Method of expressing concentration of solution Questions in English

(A) Molality $(m)$ is defined as the number of moles of solute per kilogram of solvent.
Given $m = 5.2 \ mol/kg$,this means there are $5.2 \ moles$ of $CH_3OH$ in $1000 \ g$ $(1 \ kg)$ of water.
Moles of water $(n_{H_2O})$ = $\frac{1000 \ g}{18.02 \ g/mol} \approx 55.55 \ moles$.
Mole fraction of $CH_3OH$ $(x_{CH_3OH})$ = $\frac{n_{CH_3OH}}{n_{CH_3OH} + n_{H_2O}}$.
$x_{CH_3OH} = \frac{5.2}{5.2 + 55.55} = \frac{5.2}{60.75} \approx 0.0856$.
Rounding to the nearest provided option,the value is approximately $0.08$.
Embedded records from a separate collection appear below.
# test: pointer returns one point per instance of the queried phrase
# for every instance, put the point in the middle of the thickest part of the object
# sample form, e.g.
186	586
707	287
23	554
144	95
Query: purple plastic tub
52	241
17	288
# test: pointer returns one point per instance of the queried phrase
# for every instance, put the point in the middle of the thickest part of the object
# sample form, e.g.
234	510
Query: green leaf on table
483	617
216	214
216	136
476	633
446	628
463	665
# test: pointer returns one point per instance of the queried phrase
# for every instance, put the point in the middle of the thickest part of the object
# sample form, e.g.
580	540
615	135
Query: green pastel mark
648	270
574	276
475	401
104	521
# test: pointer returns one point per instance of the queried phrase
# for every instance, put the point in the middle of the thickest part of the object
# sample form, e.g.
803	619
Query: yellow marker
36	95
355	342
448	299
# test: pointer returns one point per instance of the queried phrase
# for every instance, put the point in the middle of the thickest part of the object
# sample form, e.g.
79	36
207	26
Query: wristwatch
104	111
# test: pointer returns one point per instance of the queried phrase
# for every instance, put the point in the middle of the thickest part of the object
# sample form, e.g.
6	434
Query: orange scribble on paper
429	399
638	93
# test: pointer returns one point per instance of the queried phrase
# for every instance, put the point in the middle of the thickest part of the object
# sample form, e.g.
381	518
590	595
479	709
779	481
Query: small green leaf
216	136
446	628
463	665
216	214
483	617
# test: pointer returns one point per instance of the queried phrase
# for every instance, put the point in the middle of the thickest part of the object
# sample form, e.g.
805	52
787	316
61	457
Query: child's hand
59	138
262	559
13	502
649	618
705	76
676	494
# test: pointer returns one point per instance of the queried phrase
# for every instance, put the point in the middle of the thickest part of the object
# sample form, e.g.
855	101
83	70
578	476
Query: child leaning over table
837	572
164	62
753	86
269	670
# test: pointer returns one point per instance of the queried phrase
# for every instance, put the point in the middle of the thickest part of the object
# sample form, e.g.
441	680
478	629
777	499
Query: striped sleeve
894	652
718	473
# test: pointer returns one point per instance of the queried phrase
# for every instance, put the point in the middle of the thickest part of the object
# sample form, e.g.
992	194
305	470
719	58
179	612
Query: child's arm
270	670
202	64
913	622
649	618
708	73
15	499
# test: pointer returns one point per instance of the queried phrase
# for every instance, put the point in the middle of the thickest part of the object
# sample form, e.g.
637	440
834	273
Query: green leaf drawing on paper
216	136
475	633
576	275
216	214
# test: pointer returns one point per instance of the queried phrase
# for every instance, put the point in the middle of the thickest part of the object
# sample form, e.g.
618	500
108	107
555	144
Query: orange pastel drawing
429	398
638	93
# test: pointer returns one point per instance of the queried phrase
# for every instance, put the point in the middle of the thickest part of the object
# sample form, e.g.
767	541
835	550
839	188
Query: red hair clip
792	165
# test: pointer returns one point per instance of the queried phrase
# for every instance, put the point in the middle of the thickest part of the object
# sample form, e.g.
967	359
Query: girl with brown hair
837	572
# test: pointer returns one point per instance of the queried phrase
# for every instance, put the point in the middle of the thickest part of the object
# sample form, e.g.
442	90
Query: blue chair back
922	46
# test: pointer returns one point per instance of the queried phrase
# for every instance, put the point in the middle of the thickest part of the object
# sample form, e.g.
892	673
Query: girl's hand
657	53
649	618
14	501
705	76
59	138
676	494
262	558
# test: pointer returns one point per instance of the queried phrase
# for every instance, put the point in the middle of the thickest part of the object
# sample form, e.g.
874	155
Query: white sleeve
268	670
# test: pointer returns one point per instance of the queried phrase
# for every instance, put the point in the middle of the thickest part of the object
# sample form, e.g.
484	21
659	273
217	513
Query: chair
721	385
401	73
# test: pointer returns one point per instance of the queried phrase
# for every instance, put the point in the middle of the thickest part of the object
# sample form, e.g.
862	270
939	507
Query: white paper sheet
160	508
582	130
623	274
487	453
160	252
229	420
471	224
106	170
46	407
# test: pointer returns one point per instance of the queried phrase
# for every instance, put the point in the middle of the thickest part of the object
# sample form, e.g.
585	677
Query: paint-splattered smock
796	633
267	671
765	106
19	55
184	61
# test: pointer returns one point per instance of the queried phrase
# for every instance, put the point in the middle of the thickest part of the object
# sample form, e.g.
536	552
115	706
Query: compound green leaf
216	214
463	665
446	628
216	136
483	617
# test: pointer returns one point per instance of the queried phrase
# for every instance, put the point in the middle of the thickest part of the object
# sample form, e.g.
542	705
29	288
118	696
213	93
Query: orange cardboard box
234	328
(A) Given: Mole fraction of solute $(x_2)$ = $0.2$.
Therefore,mole fraction of solvent (benzene,$x_1$) = $1 - 0.2 = 0.8$.
Molality $(m)$ is given by the formula: $m = \frac{x_2 \times 1000}{x_1 \times M_1}$,where $M_1$ is the molar mass of the solvent (benzene,$C_6H_6$).
Molar mass of benzene $(M_1)$ = $(6 \times 12) + (6 \times 1) = 78 \ g/mol$.
Substituting the values: $m = \frac{0.2 \times 1000}{0.8 \times 78} = \frac{200}{62.4} \approx 3.205 \ m$.
Rounding to the nearest option,$X \approx 3.2$.

(A) For $HCl$,the normality $(N)$ is equal to the molarity $(M)$ because the $n$-factor is $1$.
Thus,$0.5 \ (N) \ HCl = 0.5 \ (M) \ HCl$.
The formula for the molarity of a mixture is $M_{mix} = \frac{M_1V_1 + M_2V_2}{V_1 + V_2}$.
Here,$M_1 = 0.5 \ M$,$V_1 = 750 \ mL$,$M_2 = 2 \ M$,and $V_2 = 250 \ mL$.
$M_{mix} = \frac{(0.5 \times 750) + (2 \times 250)}{750 + 250} = \frac{375 + 500}{1000} = \frac{875}{1000} = 0.875 \ M$.
Rounding to two decimal places,the answer is $0.87 \ M$.

(A) Molality $(m)$ is defined as the number of moles of solute per kilogram of solvent.
Statement-$2$ correctly defines $1$ molal solution as $1$ mole of solute in $1000 \ g$ $(1 \ kg)$ of water.
For glucose $(C_6H_{12}O_6)$,the molar mass is $180 \ g/mol$.
Therefore,$1$ mole of glucose is $180 \ g$.
Since Statement-$1$ states that $1$ molal glucose solution contains $180 \ g$ of glucose in $1000 \ g$ of water,it is also true.
Statement-$2$ provides the definition of molality,which explains why $1$ mole $(180 \ g)$ of glucose in $1000 \ g$ of water constitutes a $1$ molal solution.
Thus,Statement-$2$ is the correct explanation for Statement-$1$.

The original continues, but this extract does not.